Dem schönen Mädchen erzuckte leise das Herz. „Traurig?“ sagte sie. „Ich hab viel tolle und übermütige Ding erhört von ihm; aber von seiner Trauer redst erst du.“

„Ich kann nichts, als an ihn denken.“

„So erzähl mir von ihm. Man hört so viel üble Sachen. Es tät mir wohl, besser über ihn denken zu können.“

„O, das war früher,“ rief der Student eifrig. „Da hat ers gar schlimm getrieben und viel Ärgernis und Feindschaft angestiftet.
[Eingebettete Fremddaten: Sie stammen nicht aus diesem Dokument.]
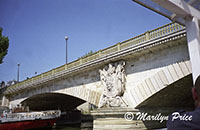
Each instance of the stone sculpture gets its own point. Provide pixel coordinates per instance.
(113, 80)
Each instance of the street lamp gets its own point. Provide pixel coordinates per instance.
(66, 38)
(18, 65)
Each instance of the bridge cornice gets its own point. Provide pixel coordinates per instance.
(149, 39)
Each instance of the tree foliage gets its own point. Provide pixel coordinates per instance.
(4, 44)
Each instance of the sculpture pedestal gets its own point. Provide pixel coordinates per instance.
(114, 119)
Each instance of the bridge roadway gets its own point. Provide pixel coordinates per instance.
(158, 74)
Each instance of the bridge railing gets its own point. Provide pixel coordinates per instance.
(149, 35)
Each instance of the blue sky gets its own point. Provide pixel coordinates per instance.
(37, 30)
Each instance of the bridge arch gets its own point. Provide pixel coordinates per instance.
(174, 78)
(52, 101)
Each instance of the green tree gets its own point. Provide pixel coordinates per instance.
(4, 43)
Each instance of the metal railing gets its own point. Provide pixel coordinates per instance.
(149, 35)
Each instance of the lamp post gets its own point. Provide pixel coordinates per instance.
(66, 38)
(18, 65)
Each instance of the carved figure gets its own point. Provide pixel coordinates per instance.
(113, 80)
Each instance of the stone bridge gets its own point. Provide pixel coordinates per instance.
(157, 74)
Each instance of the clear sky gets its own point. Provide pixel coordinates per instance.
(37, 30)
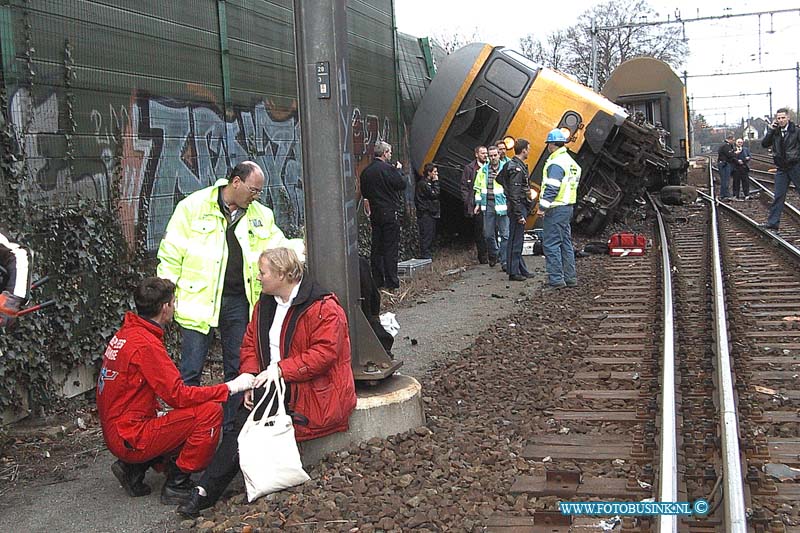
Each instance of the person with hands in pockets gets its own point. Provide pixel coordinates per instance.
(298, 332)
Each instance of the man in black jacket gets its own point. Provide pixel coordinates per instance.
(726, 160)
(382, 187)
(518, 197)
(15, 278)
(426, 198)
(784, 139)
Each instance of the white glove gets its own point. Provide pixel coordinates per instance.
(241, 383)
(272, 373)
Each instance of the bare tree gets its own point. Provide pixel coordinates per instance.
(616, 45)
(455, 40)
(551, 53)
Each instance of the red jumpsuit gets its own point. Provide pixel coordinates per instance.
(136, 372)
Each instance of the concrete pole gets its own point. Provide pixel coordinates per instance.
(593, 31)
(797, 89)
(770, 103)
(328, 175)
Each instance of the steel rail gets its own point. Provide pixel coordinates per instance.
(734, 505)
(668, 478)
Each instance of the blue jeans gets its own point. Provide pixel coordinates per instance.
(495, 229)
(234, 315)
(515, 265)
(782, 178)
(725, 171)
(557, 243)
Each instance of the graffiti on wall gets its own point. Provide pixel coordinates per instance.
(168, 149)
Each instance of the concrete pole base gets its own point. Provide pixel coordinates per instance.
(392, 407)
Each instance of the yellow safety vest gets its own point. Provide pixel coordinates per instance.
(567, 186)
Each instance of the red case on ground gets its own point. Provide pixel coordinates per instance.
(623, 244)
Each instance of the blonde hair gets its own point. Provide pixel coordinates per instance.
(284, 262)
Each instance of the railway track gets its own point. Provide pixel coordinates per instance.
(733, 424)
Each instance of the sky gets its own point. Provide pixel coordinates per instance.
(715, 46)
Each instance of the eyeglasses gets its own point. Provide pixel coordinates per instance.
(253, 190)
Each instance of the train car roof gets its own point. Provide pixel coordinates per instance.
(452, 78)
(642, 75)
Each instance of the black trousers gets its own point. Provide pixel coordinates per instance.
(427, 231)
(480, 240)
(385, 247)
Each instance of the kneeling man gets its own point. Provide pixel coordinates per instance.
(136, 372)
Aber nun ist er still und weich worden; berühmt sich auch gar nicht mehr seiner Künste. Dafür geht sein Lob aus der geachtetsten Leute Mund umher! Der Philipp von Hutten nennt ihn einen Gesandten höherer Mächte, einen tiefstudierten Weisen! Der große Schulmann Camerarius sagt: ‚Was redet ihr über den Fausto? Geh einer hin und suche er aller Weisheit Spuren und Gründ’ so feuriglich nach, wie der Faust, so will ich nur mehr unbedeckten Haupts vor ihm stahn!‘ Das sind Zeugniss’ unserer ersten Männer, Helena; und sind die frischesten und letzten. Alles andere ist alte Feindschaft und altes Gered’!“

„Wie sieht er aus?“ fragte Helena. Und dieselbe Frage, die dem Stainer an seinen Kommilitonen klein und nichtig erschienen war, gewann jetzt ein blühendes Leben für ihn. Er malte das vergrämte, tiefverstudierte Wesen des seltenen Mannes; seine ewig anders schauenden, elementar launenhaften Augen, die Bürde seiner Schultern, das düstere Schwarz und Rot seiner Kleidung, und wie die Halskrause den gramvoll nachdenklichen Kopf über alldem wie vereinzelt, abgetrennt, ja enthauptet erscheinen ließe. „Man sieht zuletzt nur mehr dies Haupt auf weißer Schüssel liegen und allein für sich leben: dies Denkerhaupt, das der Weisheiten letzte Grenzen überstiegen und Gott selber zu durchschauen sich vermessen hat.“

Das schöne Mädchen saß unbeweglich im Erker. Das südliche Blut ihres Vater machte ihre Wangen niemals röter werden, als es der braune Elfenbeinton ihrer Haut zuließ. Nur ihre Haare ringelten und rollten sich wie deutsches Märchengold über der Blässe ferner, wärmerer Zonen. Ihre braunen Augen schauten ins Weite. Seltsame Mär! Daß das alles wirklich war? Daß es solch einen Menschen gab, der entweder der erste und höchste unter den Sterblichen, oder ihr verworfenster war! Und wer wollte sagen, ob dies, ob jenes! Man wußte nur, eines der beiden Enden der Menschheit war er!